Students are already familiar with binary numbers, but now we try to do basic math with them. Let’s remind ourselves how we add with normal numbers from 0-9.
7 + 5
Calculating this with long addition is familiar. Notice the carry in red.
Long adding works similarly in binary numbers. Here’s a quick reminder about the 3-bit binary numbers.
000 = 0
001 = 1
010 = 2
011 = 3
100 = 4
101 = 5
110 = 6
111 = 7
The basic adding is quite easy to grasp.
0 + 0 = 0
0 + 1 = 1
1 + 0 = 1
1 + 1 = 10, which is 1+1 = 2 but in binary.
Long addition works like this in binary
Above calculation is 2 + 3 in binary. Notice how 0 + 1 is 1 in rightmost column. 1 + 1 is 0 and carries 1.
Above calculation is 3 + 3 in binary. Notice how 1 +1 is 0 in rightmost column as 1 is carried to the next column. In the middle 1 + 1 + carry 1 is 1 and carries 1.
Exercise 1:
Teachers gives out 3-bit binary numbers for pairs of students and students try to add them together. Students can use binary cards to decode the value of binary numbers.

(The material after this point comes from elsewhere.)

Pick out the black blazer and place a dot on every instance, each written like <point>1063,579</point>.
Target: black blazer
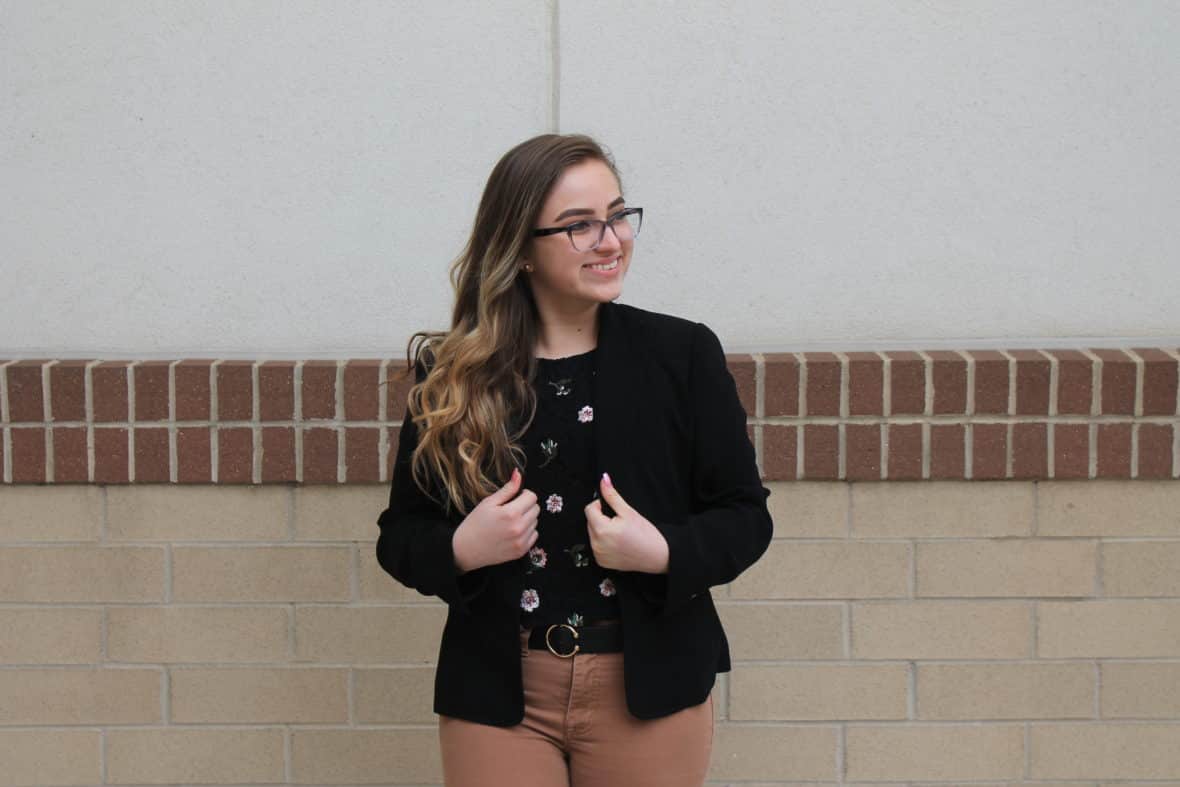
<point>672,433</point>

Disclaimer: This will take time and is hard to grasp at first. Students are familiar with numbers 0-9 and it is really hard to do even easy calculations in binary numbers 0-1.
Discussion:
What was hard? How did the calculation go? How hard would the calculations be if more bits were added?
Exercise 2:
Calculations with 5-bit binary numbers. Students can use binary cards to decode the value of binary numbers. They can check answers via changing the binary numbers to decimal numbers
For example
01001 + 00010
00100 + 00100
01111 + 00001
Discussion:
Computers have basic mathematical operations like addition and subtraction programmed into them. Adding in binary is simple and it is fairly easy to do with basic logic ports in electronics.